The White House responded Tuesday to House Speaker John Boehner's warning that President Obama will soon be in violation of the War Powers Resolution – three months after the president informed Congress of the start of the mission in Libya – because the White House has failed to answer "fundamental questions regarding the Libya mission."
"We are in the final stages of preparing extensive information for the House and Senate that will address a whole host of issues about our ongoing efforts in Libya, including those raised in the House resolution as well as our legal analysis with regard to the War Powers Resolution," Tommy Vietor, National Security Council Spokesman, said in a statement.
"Since March 1st, Administration witnesses have testified at over 10 hearings that included a substantial discussion of Libya and participated in over 30 Member or staff briefings, and we will continue to consult with our Congressional colleagues," Vietor added.
Over the past 90 days, the maximum days allowed under the War Powers Resolution without Congressional approval, Boehner complains that the president has not asked for or received approval from Congress for the action in Libya.
Boehner wrote Tuesday that while the administration has provided tactical operational briefings to the House of Representatives, "the White House has systematically avoided requesting a formal authorization for its action."
"It would appear that in five days, the Administration will be in violation of the War Powers Resolution unless it asks for and receives authorization from Congress or withdraws all U.S. troops and resources from the mission," Boehner, R-Ohio, noted.
"[The administration] has simultaneously sought, however, to portray that its actions are consistent with the War Powers Resolution. The combination of these actions has left many Members of Congress, as well as the American people, frustrated by the lack of clarity over the Administration's strategic policies, by a refusal to acknowledge and respect the role of the Congress, and by a refusal to comply with the basic tenets of the War Powers Resolution," he added.

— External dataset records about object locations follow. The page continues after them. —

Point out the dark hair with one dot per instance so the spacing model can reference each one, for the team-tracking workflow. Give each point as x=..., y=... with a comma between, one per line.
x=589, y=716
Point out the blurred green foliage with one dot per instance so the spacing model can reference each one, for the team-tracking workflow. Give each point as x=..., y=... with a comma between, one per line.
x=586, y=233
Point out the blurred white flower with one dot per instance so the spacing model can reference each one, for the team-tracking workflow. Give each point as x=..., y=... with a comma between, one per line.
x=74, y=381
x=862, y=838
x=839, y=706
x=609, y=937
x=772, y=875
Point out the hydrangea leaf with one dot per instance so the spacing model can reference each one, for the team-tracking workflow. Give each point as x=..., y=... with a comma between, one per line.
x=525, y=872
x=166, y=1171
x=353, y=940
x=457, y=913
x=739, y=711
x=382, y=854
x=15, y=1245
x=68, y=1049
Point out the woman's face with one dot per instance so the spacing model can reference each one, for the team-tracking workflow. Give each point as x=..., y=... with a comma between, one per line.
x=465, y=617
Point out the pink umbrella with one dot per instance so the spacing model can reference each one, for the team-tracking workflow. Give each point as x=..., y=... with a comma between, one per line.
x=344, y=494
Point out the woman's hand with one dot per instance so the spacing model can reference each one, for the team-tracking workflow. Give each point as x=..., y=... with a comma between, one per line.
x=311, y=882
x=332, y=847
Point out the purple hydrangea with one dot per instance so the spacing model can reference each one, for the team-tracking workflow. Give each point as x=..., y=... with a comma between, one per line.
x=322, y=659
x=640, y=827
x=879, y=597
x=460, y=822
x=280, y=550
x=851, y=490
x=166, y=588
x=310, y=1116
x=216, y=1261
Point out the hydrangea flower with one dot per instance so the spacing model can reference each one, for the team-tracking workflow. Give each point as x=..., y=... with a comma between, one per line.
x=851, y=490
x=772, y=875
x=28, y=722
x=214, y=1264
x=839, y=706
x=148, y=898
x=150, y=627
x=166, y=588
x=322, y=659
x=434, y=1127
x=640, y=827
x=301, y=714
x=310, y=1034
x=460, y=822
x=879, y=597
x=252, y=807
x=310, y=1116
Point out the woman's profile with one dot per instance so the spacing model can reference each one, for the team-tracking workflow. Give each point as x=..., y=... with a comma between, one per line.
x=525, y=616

Boehner is also calling on the president to explain the legal grounds on which he plans to continue to carry out the mission in Libya beyond Sunday.
"Given the mission you have ordered to the U.S. Armed Forces with respect to Libya and the text of the War Powers Resolution, the House is left to conclude that you have made one of two determinations: either you have concluded the War Powers Resolution does not apply to the mission in Libya, or you have determined the War Powers Resolution is contrary to the Constitution," Boehner writes. "The House, and the American people whom we represent, deserve to know the determination you have made."
Boehner asks whether the White House views itself in compliance with the War Powers resolution, and whether there are new "facts or circumstances which would have changed the legal analysis the Office of Legal Counsel released on April 1, 2011?"
He asks for the administration to respond by this Friday, June 17.v Two weeks ago on June 3, the House approved a resolution declaring that "the President has failed to provide Congress with a compelling rationale based upon United States national security interests for current United States military activities regarding Libya."
The resolution also gave the Obama administration 14 days to provide Congress proof that the legislature was consulted before U.S. forces were committed to enforcement of the no-fly zone and also to explain how the operation is authorized under the War Powers resolution.